[
https://issues.apache.org/jira/browse/HDFS-4475?page=com.atlassian.jira.plugin.system.issuetabpanels:comment-tabpanel&focusedCommentId=13630191#comment-13630191
]
Plamen Jeliazkov commented on HDFS-4475:
----------------------------------------
I think the agreement made was to not try to handle OOM on DataNodes, but to
let them crash. If you can, you should increase the heap size of your DataNode.
In HADOOP-9211, I got that 512mb was enough to not cause any issues while under
stress, with a vanilla setup.
> OutOfMemory by BPServiceActor.offerService() takes down DataNode
> ----------------------------------------------------------------
>
> Key: HDFS-4475
> URL: https://issues.apache.org/jira/browse/HDFS-4475
> Project: Hadoop HDFS
> Issue Type: Bug
> Affects Versions: 3.0.0, 2.0.3-alpha
> Reporter: Plamen Jeliazkov
> Assignee: Plamen Jeliazkov
> Fix For: 3.0.0, 2.0.3-alpha
>
>
> In DataNode, there are catchs around BPServiceActor.offerService() call but
> no catch for OutOfMemory as there is for the DataXeiver as introduced in
> 0.22.0.
> The issue can be replicated like this:
> 1) Create a cluster of X DataNodes and 1 NameNode and low memory settings
> (-Xmx128M or something similar).
> 2) Flood HDFS with small file creations (any should work actually).
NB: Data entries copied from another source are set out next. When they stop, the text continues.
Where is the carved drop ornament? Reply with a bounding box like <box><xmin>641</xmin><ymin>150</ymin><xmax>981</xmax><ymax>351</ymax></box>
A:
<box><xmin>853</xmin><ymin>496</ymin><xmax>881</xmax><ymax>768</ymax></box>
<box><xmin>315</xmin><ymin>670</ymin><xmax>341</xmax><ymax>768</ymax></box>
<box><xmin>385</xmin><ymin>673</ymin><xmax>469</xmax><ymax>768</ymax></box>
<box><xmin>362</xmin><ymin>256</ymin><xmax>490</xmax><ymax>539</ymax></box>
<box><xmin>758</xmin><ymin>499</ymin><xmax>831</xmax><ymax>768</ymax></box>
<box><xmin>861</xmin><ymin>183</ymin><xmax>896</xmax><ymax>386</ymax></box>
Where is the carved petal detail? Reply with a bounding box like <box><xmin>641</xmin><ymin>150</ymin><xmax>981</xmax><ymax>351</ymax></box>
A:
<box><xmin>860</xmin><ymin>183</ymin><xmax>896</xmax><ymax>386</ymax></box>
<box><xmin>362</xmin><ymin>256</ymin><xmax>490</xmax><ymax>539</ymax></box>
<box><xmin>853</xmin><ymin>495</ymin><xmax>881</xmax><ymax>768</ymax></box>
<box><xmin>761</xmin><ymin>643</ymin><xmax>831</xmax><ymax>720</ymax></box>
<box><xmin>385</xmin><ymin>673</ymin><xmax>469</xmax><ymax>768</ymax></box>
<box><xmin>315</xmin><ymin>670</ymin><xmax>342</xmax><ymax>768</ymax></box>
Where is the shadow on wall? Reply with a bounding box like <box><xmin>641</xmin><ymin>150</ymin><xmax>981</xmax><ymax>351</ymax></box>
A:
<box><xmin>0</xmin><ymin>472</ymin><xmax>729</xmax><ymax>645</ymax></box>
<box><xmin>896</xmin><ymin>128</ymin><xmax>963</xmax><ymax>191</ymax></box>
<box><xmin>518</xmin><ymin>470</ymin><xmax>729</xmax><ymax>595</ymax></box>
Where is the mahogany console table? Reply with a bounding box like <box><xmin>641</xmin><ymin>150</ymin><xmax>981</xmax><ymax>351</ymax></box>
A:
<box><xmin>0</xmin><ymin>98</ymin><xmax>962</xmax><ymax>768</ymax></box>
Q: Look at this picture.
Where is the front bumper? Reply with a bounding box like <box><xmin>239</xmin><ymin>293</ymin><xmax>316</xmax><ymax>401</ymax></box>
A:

> 3) DataNodes will hit OoM, stop blockpool service, and shutdown.
> The resolution is to catch the OoMException and handle it properly when
> calling BPServiceActor.offerService() in DataNode.java; like as done in
> 0.22.0 of Hadoop. DataNodes should not shutdown or crash but remain in a sort
> of frozen state until memory issues are resolved by GC.
> LOG ERROR:
> 2013-02-04 11:46:01,854 WARN org.apache.hadoop.hdfs.server.datanode.DataNode:
> Unexpected exception in block pool Block pool
> BP-1105714849-10.10.10.110-1360005776467 (storage id
> DS-1952316202-10.10.10.112-50010-1360005820993) service to
> vmhost2-vm0/10.10.10.110:8020
> java.lang.OutOfMemoryError: GC overhead limit exceeded
> 2013-02-04 11:46:01,854 WARN org.apache.hadoop.hdfs.server.datanode.DataNode:
> Ending block pool service for: Block pool
> BP-1105714849-10.10.10.110-1360005776467 (storage id
> DS-1952316202-10.10.10.112-50010-1360005820993) service to
> vmhost2-vm0/10.10.10.110:8020
--
This message is automatically generated by JIRA.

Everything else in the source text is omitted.